The Gardeners of '14: a multimedia installation for The Lost Gardens of Heligan
In December 2013, I visited The Lost Gardens of Heligan on a cold and rainy afternoon. In some parts of the garden I was alone with the gardeners, who were absorbed in various tasks. In the Vegetable Garden, a few of them were digging over the bare soil. Others were walking along the paths, carrying hand tools and talking about their day’s work. It was a timeless Winter scene and for a moment, the past and present seemed to converge.
As I watched, I felt as if a window in time had opened to reveal the direct continuity between the contemporary gardeners and those who had created the gardens we know today. The 21st century gardeners were doing the same jobs and taking the same pride in their work as their historic counterparts had done. In fact, today’s gardeners hold the legacy of Heligan in their hands. This profound connectedness between Heligan’s contemporary gardeners and those who went off to War in 1914 was the inspiration for The Gardeners of ’14.
During 2014, I visited Heligan several times to photograph the gardeners at work. I used black-and-white 120 film and shot all of the photos with a plastic-lens Holga camera, in order to give the images a timeless feeling. Most of these photos are candid and informal: they show people raking, watering, planting and weeding. But I also took a formal group portrait of the gardeners (above), which was inspired by an early 20th century photo of the Heligan estate staff.
Along with the photographs of the gardeners, my partner, Phil Atkin, and I recorded audio clips of the team as they went about their daily tasks. That audio was edited to create a soundscape of a working day at Heligan. Again, the sounds were selected for their timelessness, e.g., the crunching of gravel, snippets of conversation, bird song and running water.

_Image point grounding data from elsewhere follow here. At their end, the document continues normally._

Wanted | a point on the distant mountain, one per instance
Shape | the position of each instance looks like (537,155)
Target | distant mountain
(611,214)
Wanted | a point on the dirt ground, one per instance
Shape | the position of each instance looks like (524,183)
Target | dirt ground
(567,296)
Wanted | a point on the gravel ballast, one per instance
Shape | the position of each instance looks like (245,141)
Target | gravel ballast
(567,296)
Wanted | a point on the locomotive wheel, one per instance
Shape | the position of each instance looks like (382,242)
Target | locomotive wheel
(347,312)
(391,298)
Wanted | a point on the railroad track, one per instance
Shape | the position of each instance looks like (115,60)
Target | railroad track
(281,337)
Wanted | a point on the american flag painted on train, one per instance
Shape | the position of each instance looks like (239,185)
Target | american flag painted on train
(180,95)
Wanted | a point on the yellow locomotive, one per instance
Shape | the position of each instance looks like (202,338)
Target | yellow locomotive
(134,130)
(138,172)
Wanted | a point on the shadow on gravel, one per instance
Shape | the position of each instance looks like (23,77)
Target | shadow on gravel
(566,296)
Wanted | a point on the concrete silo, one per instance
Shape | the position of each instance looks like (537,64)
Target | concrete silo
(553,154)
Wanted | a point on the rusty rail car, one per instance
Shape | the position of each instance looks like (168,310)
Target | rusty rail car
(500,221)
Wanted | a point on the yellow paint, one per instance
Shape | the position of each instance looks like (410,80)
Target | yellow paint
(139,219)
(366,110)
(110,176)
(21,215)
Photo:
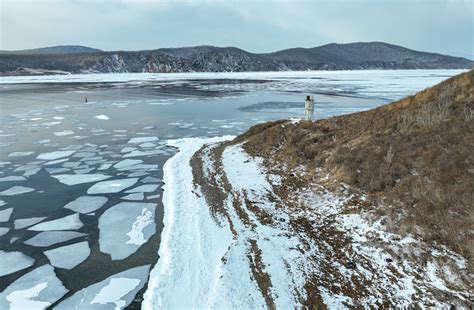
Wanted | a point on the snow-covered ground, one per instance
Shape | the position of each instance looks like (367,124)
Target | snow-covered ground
(258,250)
(382,83)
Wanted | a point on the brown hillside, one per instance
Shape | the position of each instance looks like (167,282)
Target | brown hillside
(414,157)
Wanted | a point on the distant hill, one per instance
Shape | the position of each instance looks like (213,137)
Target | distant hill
(353,56)
(414,158)
(60,49)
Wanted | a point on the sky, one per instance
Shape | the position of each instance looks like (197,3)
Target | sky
(441,26)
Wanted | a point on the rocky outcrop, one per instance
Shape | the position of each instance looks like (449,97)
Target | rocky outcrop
(354,56)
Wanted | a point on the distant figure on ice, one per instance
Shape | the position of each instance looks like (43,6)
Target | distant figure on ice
(309,108)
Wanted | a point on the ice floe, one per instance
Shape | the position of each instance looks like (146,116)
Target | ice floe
(47,238)
(115,292)
(137,225)
(13,178)
(16,190)
(142,140)
(20,154)
(148,188)
(102,117)
(4,231)
(135,196)
(86,204)
(63,133)
(74,179)
(127,163)
(38,289)
(22,223)
(68,256)
(112,186)
(5,214)
(55,155)
(13,262)
(69,222)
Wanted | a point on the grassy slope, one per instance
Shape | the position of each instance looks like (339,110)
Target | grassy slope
(414,157)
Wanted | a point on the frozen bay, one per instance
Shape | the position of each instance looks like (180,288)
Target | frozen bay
(83,167)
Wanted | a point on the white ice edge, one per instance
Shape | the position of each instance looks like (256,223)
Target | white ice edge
(165,288)
(129,77)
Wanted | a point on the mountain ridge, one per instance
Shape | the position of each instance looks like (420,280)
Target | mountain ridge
(206,58)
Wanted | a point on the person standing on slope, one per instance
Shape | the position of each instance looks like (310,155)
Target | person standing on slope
(309,108)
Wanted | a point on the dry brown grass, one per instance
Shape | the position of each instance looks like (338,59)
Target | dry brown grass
(414,157)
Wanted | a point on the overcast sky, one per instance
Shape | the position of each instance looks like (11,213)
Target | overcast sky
(444,26)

Although most of my work took place in the background so as not to interfere with the gardeners’ daily tasks, one aspect of the piece brought us together as co-creators. Early in the project I asked the gardeners to choose a site which is not open to the public: an equipment store or similar space that was theirs alone. On a Summer morning in 2014, the team gathered in that space. One of the gardeners was selected (by his colleagues) to write ‘August 2014’ on the wall in pencil. Then the others took turns signing their names below the date. This inscription was planned as the 21st century equivalent of the Thunderbox Room, to serve as an informal record of the gardeners of August 2014. The final list of names is not necessarily complete or even legible — the fact that it exists (and will exist for an unknown number of years) is the only thing that matters. I was privileged to be present at the creation of the inscription, which is being maintained and preserved for the future by today's gardening team.
The Gardeners of ‘14 was exhibited at The Lost Gardens of Heligan in Autumn 2014. The installation was designed to look as if it was a collection of the gardeners' own photos, taken over a period of years. The finished multimedia piece consisted of black-and-white Holga images in vintage frames accompanied by a quiet ambient soundscape. The Gardeners of ‘14 shared space in the Melon Yard Lean-to with the beautiful Harvest displays created by the gardeners themselves — a fitting culmination to a truly collaborative project.
My aims with this piece were twofold: first, to inspire people to think about the relationship between the past (in this case, the First World War), the present and the future. But I also intended The Gardeners of ’14 to be a statement about the fragmentary nature of knowledge. In our daily lives we are all archaeologists, reconstructing people and events from scraps and snippets of ‘reality’. Like any historic record, The Gardeners of ’14 is both incomplete and biased, and it is open to many interpretations.